How do I find mixed content on my WordPress site?
Open Google Chrome DevTools (F12), click the Console tab, and reload the page. Every insecure resource gets listed with its file path. Tools like Why No Padlock and JitBit SSL Check scan entire pages externally.
Can a plugin fix the mixed content error?
Yes. Really Simple SSL and SSL Insecure Content Fixer rewrite HTTP URLs on the fly. They work fast but add processing overhead to every page load. A permanent database fix is the better long-term approach.
How do I replace HTTP URLs in the WordPress database?
Use the Better Search Replace plugin or WP-CLI's search-replace command. Search for http://yourdomain.com and replace with https://yourdomain.com. Both tools handle serialized data safely. Always back up first.
What is the difference between active and passive mixed content?
Active mixed content includes scripts and stylesheets that browsers block outright. Passive mixed content covers images, audio, and video that browsers may still load but without showing the secure padlock icon.
Does mixed content affect SEO rankings?
Yes. Google uses HTTPS as a ranking signal. A site with mixed content warnings loses the secure connection indicator, which can reduce visitor trust and hurt click-through rates from search results.
How do I force HTTPS using .htaccess?
Add a RewriteRule in your .htaccess file that redirects all HTTP traffic to HTTPS with a 301 status. Sites behind Cloudflare or a load balancer need a modified rule using the X-Forwarded-Proto header instead.
What causes mixed content from themes and plugins?
Some themes hardcode HTTP URLs in PHP files or custom CSS. Plugins can generate insecure script references in their output. Updating both to the latest version usually resolves it, or you edit the files directly via SFTP.
How do I prevent mixed content from coming back?

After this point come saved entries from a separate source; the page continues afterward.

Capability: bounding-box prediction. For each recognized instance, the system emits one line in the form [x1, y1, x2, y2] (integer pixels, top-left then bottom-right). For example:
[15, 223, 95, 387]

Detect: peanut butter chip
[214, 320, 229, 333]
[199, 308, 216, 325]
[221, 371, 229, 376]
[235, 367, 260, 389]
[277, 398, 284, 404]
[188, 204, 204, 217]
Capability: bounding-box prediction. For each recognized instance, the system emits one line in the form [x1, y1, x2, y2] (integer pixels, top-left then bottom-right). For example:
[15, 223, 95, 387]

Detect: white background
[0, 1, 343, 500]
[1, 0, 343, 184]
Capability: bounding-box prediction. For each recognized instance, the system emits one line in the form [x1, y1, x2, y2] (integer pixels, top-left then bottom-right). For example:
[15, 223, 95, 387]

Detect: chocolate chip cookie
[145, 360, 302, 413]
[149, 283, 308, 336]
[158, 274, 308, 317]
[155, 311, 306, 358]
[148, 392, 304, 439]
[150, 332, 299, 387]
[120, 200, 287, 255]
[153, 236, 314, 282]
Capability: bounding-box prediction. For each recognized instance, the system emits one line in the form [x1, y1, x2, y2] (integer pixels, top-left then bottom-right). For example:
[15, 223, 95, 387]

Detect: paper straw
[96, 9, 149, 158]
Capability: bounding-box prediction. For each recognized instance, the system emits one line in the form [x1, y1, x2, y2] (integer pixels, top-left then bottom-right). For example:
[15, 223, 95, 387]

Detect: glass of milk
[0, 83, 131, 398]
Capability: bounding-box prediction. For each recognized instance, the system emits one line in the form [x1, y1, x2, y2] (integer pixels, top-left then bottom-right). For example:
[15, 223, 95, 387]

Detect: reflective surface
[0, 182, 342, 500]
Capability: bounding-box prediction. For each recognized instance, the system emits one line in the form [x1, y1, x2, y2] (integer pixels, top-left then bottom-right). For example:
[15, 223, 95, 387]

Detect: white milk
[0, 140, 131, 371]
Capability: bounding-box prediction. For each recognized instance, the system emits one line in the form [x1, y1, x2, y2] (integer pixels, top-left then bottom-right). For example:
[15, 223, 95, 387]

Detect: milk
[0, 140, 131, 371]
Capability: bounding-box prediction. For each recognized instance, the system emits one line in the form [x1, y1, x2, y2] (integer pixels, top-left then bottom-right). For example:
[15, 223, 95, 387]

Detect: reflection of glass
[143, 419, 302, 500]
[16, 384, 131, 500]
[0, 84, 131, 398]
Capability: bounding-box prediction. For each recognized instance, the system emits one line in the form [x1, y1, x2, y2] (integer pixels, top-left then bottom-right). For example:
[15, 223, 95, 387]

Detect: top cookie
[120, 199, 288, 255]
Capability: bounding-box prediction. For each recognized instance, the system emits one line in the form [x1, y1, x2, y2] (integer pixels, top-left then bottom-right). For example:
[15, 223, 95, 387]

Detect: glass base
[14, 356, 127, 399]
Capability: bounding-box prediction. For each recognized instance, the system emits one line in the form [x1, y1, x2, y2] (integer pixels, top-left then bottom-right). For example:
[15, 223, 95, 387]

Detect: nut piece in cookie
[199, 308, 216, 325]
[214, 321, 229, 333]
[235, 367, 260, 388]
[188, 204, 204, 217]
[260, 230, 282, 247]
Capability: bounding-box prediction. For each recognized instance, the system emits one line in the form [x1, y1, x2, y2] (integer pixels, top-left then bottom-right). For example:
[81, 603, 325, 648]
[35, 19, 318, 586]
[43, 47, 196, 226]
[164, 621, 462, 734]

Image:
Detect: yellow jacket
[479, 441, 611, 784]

Add a Content-Security-Policy header with the upgrade-insecure-requests directive. Enable HSTS to force HTTPS at the browser level. Check URLs before pasting them into posts, and avoid plugins that haven't been updated recently.
Conclusion
Knowing how to fix the WordPress mixed content error comes down to finding every http:// reference on your site and replacing it with https://`. The process is straightforward once you know where to look.
Start with your WordPress General Settings. Force HTTPS through your .htaccess or Nginx configuration. Run a database search-and-replace using Better Search Replace or WP-CLI. Then check your theme files and plugin output for anything still loading over an insecure connection.

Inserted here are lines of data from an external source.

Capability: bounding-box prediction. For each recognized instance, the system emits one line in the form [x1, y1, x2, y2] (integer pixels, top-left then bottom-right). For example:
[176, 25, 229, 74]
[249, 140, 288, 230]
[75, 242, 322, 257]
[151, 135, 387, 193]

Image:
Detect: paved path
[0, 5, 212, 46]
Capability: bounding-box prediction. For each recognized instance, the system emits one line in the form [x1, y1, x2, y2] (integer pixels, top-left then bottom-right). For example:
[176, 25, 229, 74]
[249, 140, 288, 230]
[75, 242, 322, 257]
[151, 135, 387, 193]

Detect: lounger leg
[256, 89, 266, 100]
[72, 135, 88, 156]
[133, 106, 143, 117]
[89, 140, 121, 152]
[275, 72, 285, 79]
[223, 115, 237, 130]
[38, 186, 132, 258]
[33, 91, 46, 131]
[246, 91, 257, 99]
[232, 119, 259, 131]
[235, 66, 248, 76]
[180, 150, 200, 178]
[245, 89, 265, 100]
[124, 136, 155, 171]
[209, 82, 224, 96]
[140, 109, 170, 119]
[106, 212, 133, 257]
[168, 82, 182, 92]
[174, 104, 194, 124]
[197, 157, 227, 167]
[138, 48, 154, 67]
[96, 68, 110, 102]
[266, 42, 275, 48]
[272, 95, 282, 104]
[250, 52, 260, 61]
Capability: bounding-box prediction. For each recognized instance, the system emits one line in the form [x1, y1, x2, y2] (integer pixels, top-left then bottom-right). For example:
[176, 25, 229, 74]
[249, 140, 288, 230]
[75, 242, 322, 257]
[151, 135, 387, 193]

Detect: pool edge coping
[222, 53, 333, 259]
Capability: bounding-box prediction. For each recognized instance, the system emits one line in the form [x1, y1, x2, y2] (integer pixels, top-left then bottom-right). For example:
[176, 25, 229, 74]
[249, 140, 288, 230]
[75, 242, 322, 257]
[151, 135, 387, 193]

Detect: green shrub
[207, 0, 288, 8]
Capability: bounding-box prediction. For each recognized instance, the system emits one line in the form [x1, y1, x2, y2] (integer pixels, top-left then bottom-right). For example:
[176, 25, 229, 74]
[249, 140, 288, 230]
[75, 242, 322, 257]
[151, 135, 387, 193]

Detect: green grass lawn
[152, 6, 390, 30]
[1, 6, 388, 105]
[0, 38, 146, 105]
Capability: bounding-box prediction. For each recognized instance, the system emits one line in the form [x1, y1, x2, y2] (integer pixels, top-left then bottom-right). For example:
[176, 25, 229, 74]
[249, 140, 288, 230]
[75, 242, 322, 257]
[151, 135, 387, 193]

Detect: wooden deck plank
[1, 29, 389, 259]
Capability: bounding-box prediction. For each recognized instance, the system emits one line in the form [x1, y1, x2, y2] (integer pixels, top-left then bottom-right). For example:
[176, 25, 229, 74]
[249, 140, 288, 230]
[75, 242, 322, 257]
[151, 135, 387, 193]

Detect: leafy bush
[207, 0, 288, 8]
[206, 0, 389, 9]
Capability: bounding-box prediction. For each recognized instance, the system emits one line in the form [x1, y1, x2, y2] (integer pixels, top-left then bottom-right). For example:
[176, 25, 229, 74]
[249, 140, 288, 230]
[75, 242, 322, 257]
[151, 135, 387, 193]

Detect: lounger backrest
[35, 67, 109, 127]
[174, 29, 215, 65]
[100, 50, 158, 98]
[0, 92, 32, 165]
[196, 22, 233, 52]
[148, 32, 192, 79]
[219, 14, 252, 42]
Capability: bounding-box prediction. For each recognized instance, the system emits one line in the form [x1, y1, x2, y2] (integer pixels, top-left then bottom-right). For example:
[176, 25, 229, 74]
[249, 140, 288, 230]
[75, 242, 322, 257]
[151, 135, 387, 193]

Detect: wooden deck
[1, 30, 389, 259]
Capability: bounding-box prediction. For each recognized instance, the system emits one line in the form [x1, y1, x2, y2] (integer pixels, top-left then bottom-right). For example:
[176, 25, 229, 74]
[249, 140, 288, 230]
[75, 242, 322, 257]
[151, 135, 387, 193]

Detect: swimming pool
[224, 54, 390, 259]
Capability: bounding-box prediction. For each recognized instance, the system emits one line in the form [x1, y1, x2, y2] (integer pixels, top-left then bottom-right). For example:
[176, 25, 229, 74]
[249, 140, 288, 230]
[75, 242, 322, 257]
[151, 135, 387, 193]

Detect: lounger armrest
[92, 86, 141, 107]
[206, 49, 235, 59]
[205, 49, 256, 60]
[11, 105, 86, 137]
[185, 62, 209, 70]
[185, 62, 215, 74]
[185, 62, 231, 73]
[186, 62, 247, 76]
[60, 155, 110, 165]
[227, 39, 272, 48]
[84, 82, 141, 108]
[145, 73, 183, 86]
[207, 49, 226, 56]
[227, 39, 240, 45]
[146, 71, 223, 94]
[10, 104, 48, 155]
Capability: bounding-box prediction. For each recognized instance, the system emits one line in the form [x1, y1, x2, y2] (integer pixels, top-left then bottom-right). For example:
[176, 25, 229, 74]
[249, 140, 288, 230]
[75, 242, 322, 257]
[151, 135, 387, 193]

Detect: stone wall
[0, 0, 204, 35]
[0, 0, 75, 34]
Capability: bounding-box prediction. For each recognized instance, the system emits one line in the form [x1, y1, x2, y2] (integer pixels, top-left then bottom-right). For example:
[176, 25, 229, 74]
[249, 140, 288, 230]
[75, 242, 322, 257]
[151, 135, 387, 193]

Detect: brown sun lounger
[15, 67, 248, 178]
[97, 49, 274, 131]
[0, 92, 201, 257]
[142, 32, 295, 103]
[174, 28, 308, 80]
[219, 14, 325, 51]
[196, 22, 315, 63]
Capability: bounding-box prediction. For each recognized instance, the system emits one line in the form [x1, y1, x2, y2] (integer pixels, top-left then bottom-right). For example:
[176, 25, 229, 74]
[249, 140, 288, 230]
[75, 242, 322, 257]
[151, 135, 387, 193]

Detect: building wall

After the cleanup, verify with Chrome DevTools and a full site crawl using Screaming Frog or Sitebulb.
Set up HSTS headers and a Content-Security-Policy with the upgrade-insecure-requests directive to keep the problem from returning. Monitor your SSL certificate expiration through your hosting panel or Let's Encrypt automation.
A clean HTTPS setup protects your visitors, keeps the padlock icon visible, and supports your search rankings going forward.